Here is a link to an analysis from 2008 indicating 2 weeks to a month to reach a specific level below the LFL (Lower Flammability Level) after loss of ventilation for tanks with active ventilation or Passive HEPA filtration. The reference you provided and similar liinks from a Google search seems to indicate a new analysis from DOE, but I haven't found it.

There are some equations in the report that may help determine the generation chemistry.

http://www.osti.gov/bridge/purl.cover.jsp?purl=/967370-ygCUcv/
 
  • #3
Thanks for the information. The paper is pretty thorough and gives good insight into how quickly a couple of the tanks can reach the lower level.

Thanks
Matt
 
  • #4
I'd expect tanks' atmosphere to be inerted by periodic injections of e.g. nitrogen or argon, making explosions impossible. Is something like this done, and if not, why not?
 
  • #5
nikkkom said:
I'd expect tanks' atmosphere to be inerted by periodic injections of e.g. nitrogen or argon, making explosions impossible. Is something like this done, and if not, why not?
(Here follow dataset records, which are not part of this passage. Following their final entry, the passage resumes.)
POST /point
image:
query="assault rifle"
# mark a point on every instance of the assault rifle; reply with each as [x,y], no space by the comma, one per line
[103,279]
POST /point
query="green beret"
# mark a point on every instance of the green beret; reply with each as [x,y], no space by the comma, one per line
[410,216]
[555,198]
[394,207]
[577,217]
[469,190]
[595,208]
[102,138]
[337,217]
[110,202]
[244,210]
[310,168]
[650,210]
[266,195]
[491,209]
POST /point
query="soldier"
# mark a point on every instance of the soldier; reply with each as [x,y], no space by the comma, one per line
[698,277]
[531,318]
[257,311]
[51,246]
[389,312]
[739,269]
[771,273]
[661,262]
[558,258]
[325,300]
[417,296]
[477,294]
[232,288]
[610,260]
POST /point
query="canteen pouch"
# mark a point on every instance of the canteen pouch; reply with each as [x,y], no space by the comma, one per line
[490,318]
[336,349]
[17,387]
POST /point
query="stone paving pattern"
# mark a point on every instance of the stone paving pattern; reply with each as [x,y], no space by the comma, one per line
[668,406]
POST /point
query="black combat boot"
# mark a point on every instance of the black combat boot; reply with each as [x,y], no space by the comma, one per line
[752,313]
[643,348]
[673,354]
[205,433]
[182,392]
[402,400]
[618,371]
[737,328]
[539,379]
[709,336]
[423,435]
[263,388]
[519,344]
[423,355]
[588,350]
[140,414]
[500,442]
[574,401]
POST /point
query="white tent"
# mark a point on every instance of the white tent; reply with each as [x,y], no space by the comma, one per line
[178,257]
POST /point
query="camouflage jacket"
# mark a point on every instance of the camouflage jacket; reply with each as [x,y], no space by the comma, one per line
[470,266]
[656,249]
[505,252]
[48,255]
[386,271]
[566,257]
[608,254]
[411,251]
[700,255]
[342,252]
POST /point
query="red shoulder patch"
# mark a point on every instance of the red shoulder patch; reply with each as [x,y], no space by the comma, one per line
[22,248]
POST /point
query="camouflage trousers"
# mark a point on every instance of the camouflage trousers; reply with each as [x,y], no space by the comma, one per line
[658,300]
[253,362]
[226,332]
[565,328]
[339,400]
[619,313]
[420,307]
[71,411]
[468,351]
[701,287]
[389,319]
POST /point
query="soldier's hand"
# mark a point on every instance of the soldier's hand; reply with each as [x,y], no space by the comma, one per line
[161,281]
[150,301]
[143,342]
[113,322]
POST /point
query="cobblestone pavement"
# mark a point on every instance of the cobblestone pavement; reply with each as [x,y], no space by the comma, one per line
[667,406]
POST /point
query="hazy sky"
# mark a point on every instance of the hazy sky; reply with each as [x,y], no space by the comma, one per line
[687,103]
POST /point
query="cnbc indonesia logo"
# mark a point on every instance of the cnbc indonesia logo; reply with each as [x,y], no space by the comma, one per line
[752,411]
Based on the discussion in the report it appears they use active ventilation on some of the tanks, not inerting. The basic problem is that tanks can leak and are leaking and need to be cleaned up. That would also eliminate issue with hydrogen.
 
  • #6
NUCENG said:
Based on the discussion in the report it appears they use active ventilation on some of the tanks, not inerting. The basic problem is that tanks can leak and are leaking and need to be cleaned up. That would also eliminate issue with hydrogen.

Yes, the site needs cleaned up. It is such a complex process and requires a tremendous engineering effort to bring the Vit plant to operation. Hopefully, in this decade the cleanup will start.
 
  • #7
I had heard that several of the most urgently threatening sites were treated fairly quickly by freezing the entire volume and then excavating the material. However, I've not found any reference to such an action.
What would be a useful overall source record for Hanford cleanup activities? Right now, it seems the process is going nowhere at great expense and it would be nice to know if anything had gotten done.
 
  • #8
CFDFEAGURU said:
Yes, the site needs cleaned up. It is such a complex process and requires a tremendous engineering effort to bring the Vit plant to operation. Hopefully, in this decade the cleanup will start.
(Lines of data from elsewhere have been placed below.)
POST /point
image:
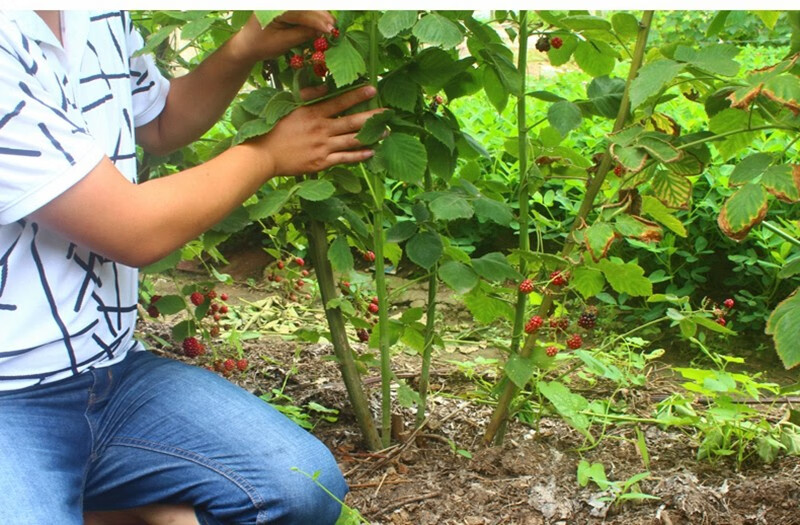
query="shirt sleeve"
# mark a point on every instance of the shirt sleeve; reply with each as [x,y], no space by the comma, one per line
[149,87]
[44,146]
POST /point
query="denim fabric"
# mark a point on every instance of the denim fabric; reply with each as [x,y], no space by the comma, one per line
[154,430]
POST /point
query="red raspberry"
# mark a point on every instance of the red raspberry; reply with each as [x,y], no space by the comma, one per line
[728,303]
[526,286]
[533,324]
[192,347]
[558,278]
[320,69]
[574,341]
[318,57]
[197,298]
[321,44]
[296,62]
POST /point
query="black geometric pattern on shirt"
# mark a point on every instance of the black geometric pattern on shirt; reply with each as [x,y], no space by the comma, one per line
[51,301]
[4,271]
[75,129]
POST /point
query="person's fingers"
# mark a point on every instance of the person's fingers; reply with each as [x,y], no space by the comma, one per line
[312,92]
[345,101]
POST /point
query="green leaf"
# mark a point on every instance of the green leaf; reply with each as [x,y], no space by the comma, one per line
[345,62]
[315,189]
[564,116]
[340,256]
[743,210]
[672,189]
[399,91]
[401,231]
[652,78]
[783,182]
[460,277]
[587,281]
[568,404]
[715,58]
[268,205]
[404,157]
[438,31]
[595,58]
[392,23]
[494,267]
[495,211]
[598,238]
[784,327]
[265,17]
[626,278]
[424,249]
[660,213]
[750,168]
[449,207]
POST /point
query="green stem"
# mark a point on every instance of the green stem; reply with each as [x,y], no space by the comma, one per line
[510,390]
It makes me ask why they didn't start this much earlier, like 20 years ago?
 
  • #9
aquitaine said:
It makes me ask why they didn't start this much earlier, like 20 years ago?

The process was started years ago. Fabrication/erection of the plant started 11 years ago.

The link doesn't give the start date of construction but it does give the completion date.

http://www.hanford.gov/page.cfm/WTP

Some more digging yielded these dates. Taken from a Hanford Fact Sheet.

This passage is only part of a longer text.